Primera lectura
Isaías (6,1-8)
Lectura del libro de Iasías.
En el año de la muerte del rey Ozías, vi al Señor sentado sobre un trono alto y excelso: la orla de su manto llenaba el templo.
Junto a él estaban los serafines, cada uno con seis alas: con dos alas se cubrían el rostro, con dos el cuerpo, con dos volaban, y se gritaban uno a otro diciendo:
«¡Santo, santo, santo es el Señor del universo, llena está la tierra de su gloria!».
Temblaban las jambas y los umbrales al clamor de su voz, y el templo estaba lleno de humo.
Yo dije:
«¡Ay de mí, estoy perdido! Yo, hombre de labios impuros, que habito en medio de gente de labios impuros, he visto con mis ojos al Rey, Señor del universo».

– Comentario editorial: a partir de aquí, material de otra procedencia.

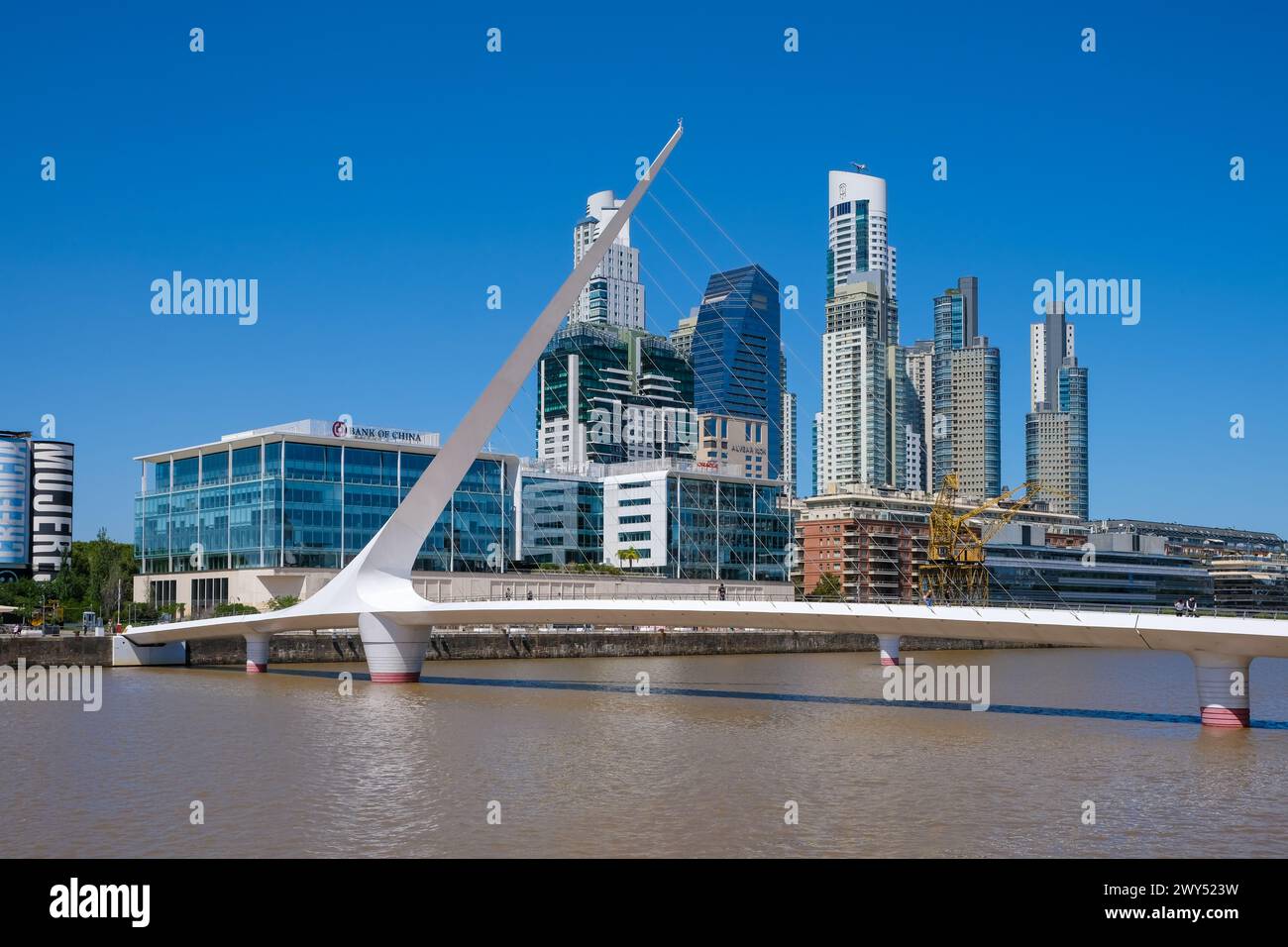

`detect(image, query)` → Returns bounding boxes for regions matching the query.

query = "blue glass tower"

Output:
[691,265,783,479]
[931,275,1002,497]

Uno de los seres de fuego voló hacia mí con un ascua en la mano, que había tomado del altar con unas tenazas; la aplicó a mi boca y me dijo:
«Al tocar esto tus labios, ha desaparecido tu culpa, está perdonado tu pecado».
Entonces escuché la voz del Señor, que decía:
«¿A quién enviaré? ¿Y quién irá por nosotros?».
Contesté:
«Aquí estoy, mándame».
Palabra de Dios.
Salmo responsorial
Salmo 92
El Señor reina, vestido de majestad.
El Señor reina, vestido de majestad;
el Señor, vestido y ceñido de poder.
Así está firme el orbe y no vacila.
Tu trono está firme desde siempre,
y tú eres eterno.
Tus mandatos son fieles y seguros;
la santidad es el adorno de tu casa,
Señor, por días sin término.
Evangelio
Mateo (10,16,23)
Lectura del santo Evangelio según San Mateo.
EN aquel tiempo, dijo Jesús a sus apóstoles:
«Un discípulo no es más que su maestro, ni un esclavo más que su amo; ya le basta al discípulo con ser como su maestro y al esclavo como su amo. Si al dueño de la casa lo han llamado Belzebú, ¡cuánto más a los criados!
No les tengáis miedo, porque nada hay encubierto que no llegue a descubrirse; ni nada hay escondido que no llegue a saberse.
Lo que os digo en la oscuridad decidlo a la luz, y lo que os digo al oído, pregonadlo desde la azotea.
No tengáis miedo a los que matan el cuerpo, pero no pueden matar el alma. No; temed al que puede llevar a la perdición alma y cuerpo en la “gehenna”.
¿No se venden un par de gorriones por unos céntimos? Y, sin embargo, ni uno solo cae al suelo sin que lo disponga vuestro Padre. Pues vosotros hasta los cabellos de la cabeza tenéis contados. Por eso, no tengáis miedo; valéis más vosotros que muchos gorriones.
A quien se declare por mí ante los hombres, yo también me declararé por él ante mi Padre que está en los cielos. Y si uno me niega ante los hombres, yo también lo negaré ante mi Padre que está en los cielos».
Palabra del Señor.
Oración
Todas las oraciones de los fieles se reúnen en esta, que dice el sacerdote
OH, Dios, que en la humillación de tu Hijo
levantaste a la humanidad caída,
concede a tus fieles una santa alegría,
para que disfruten del gozo eterno
los que liberaste de la esclavitud del pecado.
Por nuestro Señor Jesucristo.
Reflexión
Gasta un ratito de tu tiempo en hacer tuya la Palabra
Además de como «ovejas en medio de los lobos», el Señor, también en nuestro tiempo, nos manda como centinelas en medio de la gente que no quiere ser despertada del torpor mundano, que ignora las palabras de Verdad del Evangelio, construyéndose unas propias verdades efímeras. Y si nosotros vamos o vivimos en estos contextos y decimos las Palabras del Evangelio, esto molesta y no nos mirarán bien. Pero en todo esto el Señor sigue diciéndonos, como decía a los discípulos de su tiempo: “¡No tengáis miedo!”. No olvidemos esta palabra: siempre, cuando nosotros tenemos alguna tribulación, alguna persecución, alguna cosa que nos hace sufrir, escuchamos la voz del Señor en el corazón: “¡No tengáis miedo! ¡No tener miedo, ve adelante! ¡Yo estoy contigo!”.
Papa Francisco, Ángelus, 25 junio 2017.